# Can you claim the dole if you have rental income?



## DG123 (23 Sep 2009)

Hi, I just want to check to check if I am eligible for the dole.  I have just returned to Ireland after approximately a year and a half abroad, and I am seeking work, but it's proving tricky.

I have rental income of approx 11k a year gross, but I have a mortgage on this apartment of approx 10k a year gross (interest only mortgage).  I don't live in the apartment.

Am I entitled to the dole or rent allowance?


----------



## enoxy (23 Sep 2009)

I'm in receipt of Jobseekers Allowance (JA) and Mortgage Interest Supplement whilst having rental property/income so that in itself is not a problem. The rental income is not the focus for Social Welfare but more the current value of the property _vis á vis_ the original price you paid for it. 

However I can't answer your question as to your own personal eligibility for "dole" (as you call it) because you will either have to have required # of stamps for Jobseekers Benefit or satisfy the means test for JA. 

Best approach is to apply for JB/JA and let the SW Inspector decide based on the information you provide them with to support your app/n.


----------



## Welfarite (24 Sep 2009)

Watch out for the Habitual Residence Conditions.


----------



## gipimann (24 Sep 2009)

Regarding Rent Supplement, you must have been renting here for 6 of the last 12 months before being eligible to apply for the supplement in the first place.  After that, it will be means-tested on your income (and the property, as enoxy described), and you will also be subject to the Habitual Residence Condition referred to by Welfarite.


----------



## Welfarite (24 Sep 2009)

From reading your previous posts of 2 years ago, it appears you bought a second property abroad, with mortgage secured on Irish-owned property. bear in mind that this will affect any means assessment if that is the case as the second property's value will be assessed in full as it is not your PPR.


----------



## DG123 (24 Sep 2009)

With regard to the Habitual Residence Condition, on a quick reading, it seems that I satisfy this without any problems.

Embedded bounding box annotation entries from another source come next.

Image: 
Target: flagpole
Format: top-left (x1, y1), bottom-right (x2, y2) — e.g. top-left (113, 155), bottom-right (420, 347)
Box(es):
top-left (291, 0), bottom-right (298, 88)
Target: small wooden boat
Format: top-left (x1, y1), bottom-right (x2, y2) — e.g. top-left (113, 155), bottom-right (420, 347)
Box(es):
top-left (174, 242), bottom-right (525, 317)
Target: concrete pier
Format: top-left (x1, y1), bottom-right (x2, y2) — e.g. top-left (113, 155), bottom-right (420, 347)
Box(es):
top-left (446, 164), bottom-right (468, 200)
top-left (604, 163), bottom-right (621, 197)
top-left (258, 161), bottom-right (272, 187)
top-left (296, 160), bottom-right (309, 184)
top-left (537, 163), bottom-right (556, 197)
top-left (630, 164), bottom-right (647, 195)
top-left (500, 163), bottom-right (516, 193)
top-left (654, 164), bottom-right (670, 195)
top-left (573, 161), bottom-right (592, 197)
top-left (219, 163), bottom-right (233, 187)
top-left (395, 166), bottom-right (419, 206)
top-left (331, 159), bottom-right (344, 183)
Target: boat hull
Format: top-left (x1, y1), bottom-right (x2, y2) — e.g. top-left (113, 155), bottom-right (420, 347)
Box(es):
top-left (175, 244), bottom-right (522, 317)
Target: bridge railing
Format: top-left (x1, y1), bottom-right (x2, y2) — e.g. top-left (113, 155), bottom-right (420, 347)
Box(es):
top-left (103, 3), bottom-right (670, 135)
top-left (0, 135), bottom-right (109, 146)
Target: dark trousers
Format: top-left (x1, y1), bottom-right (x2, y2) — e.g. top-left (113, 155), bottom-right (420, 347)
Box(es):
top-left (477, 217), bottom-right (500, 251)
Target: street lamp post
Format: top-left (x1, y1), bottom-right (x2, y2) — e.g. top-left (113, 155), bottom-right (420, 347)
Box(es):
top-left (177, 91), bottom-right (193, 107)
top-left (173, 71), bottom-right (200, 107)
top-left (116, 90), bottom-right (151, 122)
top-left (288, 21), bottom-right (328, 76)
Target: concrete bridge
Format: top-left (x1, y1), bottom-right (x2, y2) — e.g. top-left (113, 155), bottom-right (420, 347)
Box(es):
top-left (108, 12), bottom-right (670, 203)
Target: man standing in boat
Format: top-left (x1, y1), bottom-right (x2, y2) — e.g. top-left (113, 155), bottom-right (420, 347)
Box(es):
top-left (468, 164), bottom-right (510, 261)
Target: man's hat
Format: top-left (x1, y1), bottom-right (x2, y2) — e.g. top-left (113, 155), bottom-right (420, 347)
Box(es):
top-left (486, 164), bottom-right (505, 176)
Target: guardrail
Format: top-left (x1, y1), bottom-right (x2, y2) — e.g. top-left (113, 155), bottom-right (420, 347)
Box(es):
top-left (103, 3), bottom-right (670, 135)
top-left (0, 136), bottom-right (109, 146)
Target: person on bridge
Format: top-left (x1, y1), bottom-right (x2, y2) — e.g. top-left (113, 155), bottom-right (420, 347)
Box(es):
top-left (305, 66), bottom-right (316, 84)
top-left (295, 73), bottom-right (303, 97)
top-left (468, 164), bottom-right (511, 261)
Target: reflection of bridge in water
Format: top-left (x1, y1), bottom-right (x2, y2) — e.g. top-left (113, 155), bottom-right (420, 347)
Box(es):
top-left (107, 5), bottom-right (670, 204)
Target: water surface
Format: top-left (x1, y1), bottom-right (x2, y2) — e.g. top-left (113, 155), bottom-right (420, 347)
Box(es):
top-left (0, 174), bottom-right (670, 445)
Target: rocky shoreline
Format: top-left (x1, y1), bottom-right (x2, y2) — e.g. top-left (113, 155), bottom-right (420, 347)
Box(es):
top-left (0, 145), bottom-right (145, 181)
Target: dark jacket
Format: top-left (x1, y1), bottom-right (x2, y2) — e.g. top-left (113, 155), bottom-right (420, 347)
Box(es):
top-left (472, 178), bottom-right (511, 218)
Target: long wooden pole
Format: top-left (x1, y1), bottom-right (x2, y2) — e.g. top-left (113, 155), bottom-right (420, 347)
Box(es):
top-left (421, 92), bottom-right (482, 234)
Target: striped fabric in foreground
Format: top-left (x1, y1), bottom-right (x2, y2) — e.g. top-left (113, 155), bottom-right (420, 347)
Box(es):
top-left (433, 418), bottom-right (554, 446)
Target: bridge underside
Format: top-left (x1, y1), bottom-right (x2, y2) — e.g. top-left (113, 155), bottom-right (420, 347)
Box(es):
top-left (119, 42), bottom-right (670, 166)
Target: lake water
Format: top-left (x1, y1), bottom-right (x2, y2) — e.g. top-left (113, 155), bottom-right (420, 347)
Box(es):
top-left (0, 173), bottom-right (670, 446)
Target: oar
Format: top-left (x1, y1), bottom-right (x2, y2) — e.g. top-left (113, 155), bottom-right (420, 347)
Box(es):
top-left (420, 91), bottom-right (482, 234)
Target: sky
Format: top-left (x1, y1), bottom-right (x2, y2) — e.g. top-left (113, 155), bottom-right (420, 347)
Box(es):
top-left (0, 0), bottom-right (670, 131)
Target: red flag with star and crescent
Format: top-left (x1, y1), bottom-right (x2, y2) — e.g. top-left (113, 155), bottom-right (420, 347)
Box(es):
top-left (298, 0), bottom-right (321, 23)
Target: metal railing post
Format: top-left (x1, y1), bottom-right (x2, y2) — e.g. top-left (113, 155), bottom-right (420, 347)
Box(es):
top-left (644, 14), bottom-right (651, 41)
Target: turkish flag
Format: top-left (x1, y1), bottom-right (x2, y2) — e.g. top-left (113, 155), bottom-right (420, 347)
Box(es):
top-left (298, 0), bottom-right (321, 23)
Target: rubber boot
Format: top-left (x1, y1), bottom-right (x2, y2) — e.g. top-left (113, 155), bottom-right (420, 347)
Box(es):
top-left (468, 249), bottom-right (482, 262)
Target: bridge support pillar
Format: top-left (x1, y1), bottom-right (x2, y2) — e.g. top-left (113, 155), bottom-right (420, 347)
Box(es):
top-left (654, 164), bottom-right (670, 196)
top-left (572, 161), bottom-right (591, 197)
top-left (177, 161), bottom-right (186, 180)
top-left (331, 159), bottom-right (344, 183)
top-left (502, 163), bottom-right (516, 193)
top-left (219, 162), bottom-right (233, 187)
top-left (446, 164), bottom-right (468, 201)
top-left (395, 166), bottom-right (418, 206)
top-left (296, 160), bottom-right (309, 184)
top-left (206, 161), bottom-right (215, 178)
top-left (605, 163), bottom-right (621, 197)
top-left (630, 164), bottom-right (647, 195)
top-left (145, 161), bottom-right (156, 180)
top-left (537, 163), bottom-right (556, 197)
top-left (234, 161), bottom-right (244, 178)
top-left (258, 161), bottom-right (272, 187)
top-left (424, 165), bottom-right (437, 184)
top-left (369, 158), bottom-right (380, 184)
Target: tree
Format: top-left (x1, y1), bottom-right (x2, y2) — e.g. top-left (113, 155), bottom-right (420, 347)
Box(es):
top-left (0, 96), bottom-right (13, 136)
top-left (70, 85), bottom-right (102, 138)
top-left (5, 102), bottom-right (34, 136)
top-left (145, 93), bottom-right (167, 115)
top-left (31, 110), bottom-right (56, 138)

With regard to the properties, neither is my principal residence.  I am not resident in either property.  Both are mortgaged.  Rental income barely covers each mortgage.  I have no other income.

Is it possible that I could be eligible for any entitlements or are chances slim?


----------



## DG123 (24 Sep 2009)

Also, in terms of the means test, is the value of the property for the means test the amount of capital left after deducting the value of the mortgage or is it gross?


----------



## Welfarite (24 Sep 2009)

Have a look here for more detail on means assessments. In your case, both houses will be assessed on their capital value as you are not living in either of them, less mortgage outstanding.


----------



## Bronte (24 Sep 2009)

Welfarite said:


> Have a look here for more detail on means assessments. In your case, both houses will be assessed on their capital value as you are not living in either of them, less mortgage outstanding.


 

Does that mean that if someone had 10 houses in negative equity that they would be assessed as zero means and be entitled to the dole?  

How is the capital value of the house arrived at?


----------



## Welfarite (24 Sep 2009)

Bronte said:


> Does that mean that if someone had 10 houses in negative equity that they would be assessed as zero means and be entitled to the dole?
> 
> How is the capital value of the house arrived at?


 

In theory, yes. The capital value is done by an EA


----------